Does the description disclose side effects, auth requirements, rate limits, or destructive behavior?

With no annotations provided, the description carries full burden for behavioral disclosure. 'Update' implies mutation, but the description doesn't state what permissions are required, whether the update is partial or complete, what happens to unspecified fields, or what the response looks like. This is a significant gap for a mutation tool with zero annotation coverage.

Agents need to know what a tool does to the world before calling it. Descriptions should go beyond structured annotations to explain consequences.

Conciseness4/5

Is the description appropriately sized, front-loaded, and free of redundancy?

The description is extremely concise with just 5 words, making it front-loaded and efficient. However, this conciseness comes at the cost of completeness - it's arguably under-specified rather than optimally concise.

Shorter descriptions cost fewer tokens and are easier for agents to parse. Every sentence should earn its place.

Completeness2/5

Given the tool's complexity, does the description cover enough for an agent to succeed on first attempt?

For a mutation tool with 8 parameters, 0% schema description coverage, no annotations, and no output schema, the description is completely inadequate. It doesn't explain what a 'connection' is in this context, what fields can be updated, what the update behavior entails, or what to expect as a result.

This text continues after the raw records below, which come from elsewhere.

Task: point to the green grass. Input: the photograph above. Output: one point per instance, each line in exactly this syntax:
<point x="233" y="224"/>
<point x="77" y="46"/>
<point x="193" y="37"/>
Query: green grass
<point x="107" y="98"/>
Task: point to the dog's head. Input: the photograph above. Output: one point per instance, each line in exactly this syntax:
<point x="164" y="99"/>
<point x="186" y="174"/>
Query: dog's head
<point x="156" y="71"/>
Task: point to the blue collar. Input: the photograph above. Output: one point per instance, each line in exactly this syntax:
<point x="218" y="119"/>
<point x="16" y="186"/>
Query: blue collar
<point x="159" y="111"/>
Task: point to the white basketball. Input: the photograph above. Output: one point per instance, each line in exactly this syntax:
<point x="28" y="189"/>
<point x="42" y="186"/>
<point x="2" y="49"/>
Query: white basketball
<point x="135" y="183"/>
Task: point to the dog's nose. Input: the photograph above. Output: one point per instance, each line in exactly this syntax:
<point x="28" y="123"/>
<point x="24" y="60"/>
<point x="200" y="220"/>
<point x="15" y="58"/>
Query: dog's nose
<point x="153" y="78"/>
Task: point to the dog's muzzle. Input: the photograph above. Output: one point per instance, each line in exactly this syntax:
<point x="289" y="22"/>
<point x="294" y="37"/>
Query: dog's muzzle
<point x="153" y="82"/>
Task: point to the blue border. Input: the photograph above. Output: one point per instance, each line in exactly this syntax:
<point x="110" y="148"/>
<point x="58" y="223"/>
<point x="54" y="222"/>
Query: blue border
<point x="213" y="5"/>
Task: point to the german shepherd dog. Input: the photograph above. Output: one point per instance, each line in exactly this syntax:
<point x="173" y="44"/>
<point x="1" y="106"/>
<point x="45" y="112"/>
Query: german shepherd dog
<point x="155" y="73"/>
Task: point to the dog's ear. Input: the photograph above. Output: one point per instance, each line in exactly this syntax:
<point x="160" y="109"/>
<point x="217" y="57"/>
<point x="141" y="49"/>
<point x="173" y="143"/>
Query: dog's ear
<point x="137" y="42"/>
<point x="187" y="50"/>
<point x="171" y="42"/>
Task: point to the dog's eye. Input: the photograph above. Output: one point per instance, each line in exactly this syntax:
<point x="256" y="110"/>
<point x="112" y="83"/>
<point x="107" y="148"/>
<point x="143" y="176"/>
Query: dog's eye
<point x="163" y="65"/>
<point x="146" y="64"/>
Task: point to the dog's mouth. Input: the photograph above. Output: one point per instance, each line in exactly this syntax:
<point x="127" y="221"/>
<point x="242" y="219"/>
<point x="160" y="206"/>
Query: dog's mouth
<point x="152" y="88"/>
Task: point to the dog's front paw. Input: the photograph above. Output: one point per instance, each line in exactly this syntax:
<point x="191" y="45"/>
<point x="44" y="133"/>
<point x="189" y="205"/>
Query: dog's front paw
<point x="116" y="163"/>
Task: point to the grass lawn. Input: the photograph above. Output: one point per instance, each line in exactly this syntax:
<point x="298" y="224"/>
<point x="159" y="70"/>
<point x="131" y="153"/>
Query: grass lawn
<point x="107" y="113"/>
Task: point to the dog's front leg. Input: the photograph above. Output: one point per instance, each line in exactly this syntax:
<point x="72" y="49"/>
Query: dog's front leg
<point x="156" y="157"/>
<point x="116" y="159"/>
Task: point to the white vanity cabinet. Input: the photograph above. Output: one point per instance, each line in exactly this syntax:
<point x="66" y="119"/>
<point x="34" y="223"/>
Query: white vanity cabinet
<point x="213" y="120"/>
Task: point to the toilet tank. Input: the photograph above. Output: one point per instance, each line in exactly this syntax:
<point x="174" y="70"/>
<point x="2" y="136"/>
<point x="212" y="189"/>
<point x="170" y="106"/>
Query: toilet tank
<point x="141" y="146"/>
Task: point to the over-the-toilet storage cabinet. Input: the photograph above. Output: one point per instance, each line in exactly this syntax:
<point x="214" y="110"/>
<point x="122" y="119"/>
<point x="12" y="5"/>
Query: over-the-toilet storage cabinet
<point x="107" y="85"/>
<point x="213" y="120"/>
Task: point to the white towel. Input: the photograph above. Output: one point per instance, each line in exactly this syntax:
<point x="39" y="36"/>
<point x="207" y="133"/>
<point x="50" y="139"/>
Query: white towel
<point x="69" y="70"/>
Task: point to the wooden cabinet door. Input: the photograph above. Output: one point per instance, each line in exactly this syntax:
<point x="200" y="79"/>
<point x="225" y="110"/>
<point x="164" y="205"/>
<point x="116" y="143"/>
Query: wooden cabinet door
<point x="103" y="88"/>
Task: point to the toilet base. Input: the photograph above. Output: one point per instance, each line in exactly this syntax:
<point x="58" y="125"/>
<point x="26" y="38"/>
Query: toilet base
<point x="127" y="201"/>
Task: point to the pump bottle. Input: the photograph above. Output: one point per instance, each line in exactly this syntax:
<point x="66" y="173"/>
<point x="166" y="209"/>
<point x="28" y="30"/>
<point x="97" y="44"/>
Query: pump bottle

Complex tools with many parameters or behaviors need more documentation. Simple tools need less. This dimension scales expectations accordingly.

Parameters2/5

Does the description clarify parameter syntax, constraints, interactions, or defaults beyond what the schema provides?

With 0% schema description coverage for 8 parameters, the description provides no information about parameter meanings beyond the obvious 'conn_id'. It doesn't explain what 'conn_type', 'host', 'port', 'login', 'password', 'schema', or 'extra' represent or how they relate to connection updates, failing to compensate for the schema coverage gap.

Input schemas describe structure but not intent. Descriptions should explain non-obvious parameter relationships and valid value ranges.

Purpose3/5

Does the description clearly state what the tool does and how it differs from similar tools?

The description 'Update a connection by ID' clearly states the verb (update) and resource (connection), but it's vague about what aspects of a connection can be updated. It doesn't distinguish this tool from sibling tools like 'patch_dag' or 'update_variable' that also perform updates on different resources.

Agents choose between tools based on descriptions. A clear purpose with a specific verb and resource helps agents select the right tool.

Usage Guidelines2/5

Does the description explain when to use this tool, when not to, or what alternatives exist?

No guidance is provided about when to use this tool versus alternatives. There's no mention of prerequisites (like needing an existing connection ID), when-not-to-use scenarios, or comparison with related tools like 'create_connection' or 'delete_connection' in the sibling list.

Agents often have multiple tools that could apply. Explicit usage guidance like "use X instead of Y when Z" prevents misuse.